O enredo de Dredd, assim resumido, recorre assim a duas convenções clássicas dos filmes policiais - a dupla de polícia experiente com novato e ao barão da droga como vilão - para sustentar toda a sua narrativa de acção. E neste campo fá-lo com mestria, mostrando os dois Juízes a avançar pela torre enquanto enfrentam com o seu arsenal futurista os capangas de Ma-Ma. Não há em Dredd espaço para a subtileza ou para quaisquer nuances narrativas: há, sim, muita pancadaria, muito sangue e imensas explosões, num autêntico festival de ficção científica violenta, imparável a partir do momento em que Dredd e Anderson se vêem encurralados em Peach Trees. O filme progride ao ritmo frenético dos disparos, com um enredo previsível mais preocupado em servir uma boa dose de adrenalina do que alguma complexidade narrativa. E a verdade é que funciona.

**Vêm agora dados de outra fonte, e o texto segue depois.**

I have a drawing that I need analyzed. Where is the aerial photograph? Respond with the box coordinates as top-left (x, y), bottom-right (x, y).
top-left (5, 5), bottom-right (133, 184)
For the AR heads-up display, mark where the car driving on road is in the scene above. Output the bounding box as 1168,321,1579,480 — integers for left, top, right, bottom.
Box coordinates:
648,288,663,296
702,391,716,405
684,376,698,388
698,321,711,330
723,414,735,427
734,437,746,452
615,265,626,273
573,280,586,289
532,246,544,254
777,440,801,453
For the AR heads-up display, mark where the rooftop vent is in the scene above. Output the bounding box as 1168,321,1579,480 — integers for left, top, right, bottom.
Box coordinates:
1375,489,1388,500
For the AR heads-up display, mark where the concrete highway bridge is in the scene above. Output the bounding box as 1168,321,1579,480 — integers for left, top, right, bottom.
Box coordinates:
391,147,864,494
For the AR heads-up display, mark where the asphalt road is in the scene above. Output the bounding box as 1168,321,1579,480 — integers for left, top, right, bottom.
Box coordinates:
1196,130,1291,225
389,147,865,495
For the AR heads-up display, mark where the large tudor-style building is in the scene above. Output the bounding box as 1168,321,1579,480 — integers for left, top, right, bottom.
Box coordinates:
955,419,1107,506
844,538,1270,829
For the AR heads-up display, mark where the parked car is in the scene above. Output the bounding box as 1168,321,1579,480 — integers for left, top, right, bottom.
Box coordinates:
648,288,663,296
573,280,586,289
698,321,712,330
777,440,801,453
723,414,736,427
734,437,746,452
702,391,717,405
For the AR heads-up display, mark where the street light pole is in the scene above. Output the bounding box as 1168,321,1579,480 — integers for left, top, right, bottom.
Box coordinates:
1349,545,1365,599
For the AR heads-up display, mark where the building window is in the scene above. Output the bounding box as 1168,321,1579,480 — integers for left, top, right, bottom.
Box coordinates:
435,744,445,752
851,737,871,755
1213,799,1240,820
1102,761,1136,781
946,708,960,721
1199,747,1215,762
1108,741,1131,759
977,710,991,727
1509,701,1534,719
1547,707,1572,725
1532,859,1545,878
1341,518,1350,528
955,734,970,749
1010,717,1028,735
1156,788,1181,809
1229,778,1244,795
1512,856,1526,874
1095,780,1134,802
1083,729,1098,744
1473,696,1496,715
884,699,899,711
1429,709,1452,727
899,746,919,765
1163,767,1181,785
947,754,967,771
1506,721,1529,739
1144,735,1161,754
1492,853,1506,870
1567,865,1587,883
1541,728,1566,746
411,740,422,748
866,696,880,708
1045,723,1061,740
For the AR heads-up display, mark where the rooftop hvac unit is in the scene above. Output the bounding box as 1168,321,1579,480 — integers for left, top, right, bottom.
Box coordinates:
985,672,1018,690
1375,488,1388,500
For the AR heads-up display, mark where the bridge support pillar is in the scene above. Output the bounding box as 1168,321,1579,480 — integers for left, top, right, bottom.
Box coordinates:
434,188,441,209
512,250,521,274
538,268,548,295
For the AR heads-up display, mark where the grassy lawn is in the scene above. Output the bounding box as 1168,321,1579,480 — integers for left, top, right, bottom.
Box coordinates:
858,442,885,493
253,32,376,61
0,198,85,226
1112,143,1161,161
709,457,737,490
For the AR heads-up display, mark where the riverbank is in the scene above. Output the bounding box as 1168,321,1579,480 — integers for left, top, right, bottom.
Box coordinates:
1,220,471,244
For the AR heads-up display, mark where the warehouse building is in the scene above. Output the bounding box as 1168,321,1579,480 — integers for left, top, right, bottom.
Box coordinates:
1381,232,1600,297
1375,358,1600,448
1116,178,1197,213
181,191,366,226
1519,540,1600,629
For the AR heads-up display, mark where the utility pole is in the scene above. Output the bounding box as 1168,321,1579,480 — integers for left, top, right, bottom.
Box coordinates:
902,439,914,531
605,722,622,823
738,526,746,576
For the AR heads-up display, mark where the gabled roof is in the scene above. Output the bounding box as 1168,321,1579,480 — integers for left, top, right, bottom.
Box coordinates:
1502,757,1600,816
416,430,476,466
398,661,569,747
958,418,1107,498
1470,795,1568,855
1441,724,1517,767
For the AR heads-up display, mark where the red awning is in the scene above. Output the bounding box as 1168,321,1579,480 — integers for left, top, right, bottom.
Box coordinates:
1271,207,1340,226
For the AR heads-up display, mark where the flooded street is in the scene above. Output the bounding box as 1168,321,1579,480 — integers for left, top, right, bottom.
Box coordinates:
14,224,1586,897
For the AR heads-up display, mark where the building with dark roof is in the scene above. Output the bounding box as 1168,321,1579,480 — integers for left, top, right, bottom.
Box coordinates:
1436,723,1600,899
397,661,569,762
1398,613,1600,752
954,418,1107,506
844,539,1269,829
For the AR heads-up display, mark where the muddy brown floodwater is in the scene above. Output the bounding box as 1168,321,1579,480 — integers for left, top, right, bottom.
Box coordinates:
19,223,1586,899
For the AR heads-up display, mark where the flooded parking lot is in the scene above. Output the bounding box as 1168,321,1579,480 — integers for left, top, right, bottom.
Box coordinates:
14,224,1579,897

Na prática, Dredd é uma hora e meia de puro e bem sucedido entretenimento - um enredo bem ritmado e salpicado de um humor muito peculiar, óptimos efeitos especiais e, claro, um excelente pretexto para utilizar várias e belíssimas imagens em câmara lenta: a droga "Slo-Mo". Os desempenhos competentes dos actores principais ajudam: Karl Urban, cujo capacete lhe esconde o rosto durante todo o filme, é um excelente e incorruptível Dredd; Olivia Thirlby mostra uma Anderson credível no seu misto de determinação com insegurança; e Lena Headey está excelente (e muito bem caracterizada) no papel de Ma-Ma, que não olha a meios ou a danos colaterais para eliminar ambos os Juízes.


Dredd não é um filme extraordinário - no que à ficção científica cinematográfica de 2012 diz respeito, não tem a subtileza narrativa de Looper, a mensagem de Cloud Atlas ou mesmo a extravagância de The Avengers. Mas é um filme sólido, com um enredo simples e directo, bons efeitos especiais e desempenhos adequados - e nenhum destes elementos tenta, em momento algum, ofuscar a verdadeira natureza de Dredd: um filme de acção pura e dura. E nesse terreno, mas apenas nesse terreno, Dredd é um óptimo filme, fazendo esquecer o primeiro e sofrível filme inspirado no universo criado por John Wagner e Carlos Ezquerra. 7.2/10


Dredd (2012)
Realizado por Pete Travis
Argumento de Alex Garland com base nas personagens de John Wagner e Carlos Ezquerra
Com Karl Urban, Olivia Thirlby, Lena Headey e Wood Harris
95 minutos

2 comentários:

ATP disse...

Tenho aqui o filme. Este e o Total Recall - remake, a ver se lhes espreito este domingo.

João Campos disse...

Ainda não vi o Total Recall. Não ando com muita vontade, apesar de incluir a Kate Benckinsale. Mas este Dredd é muito interessante.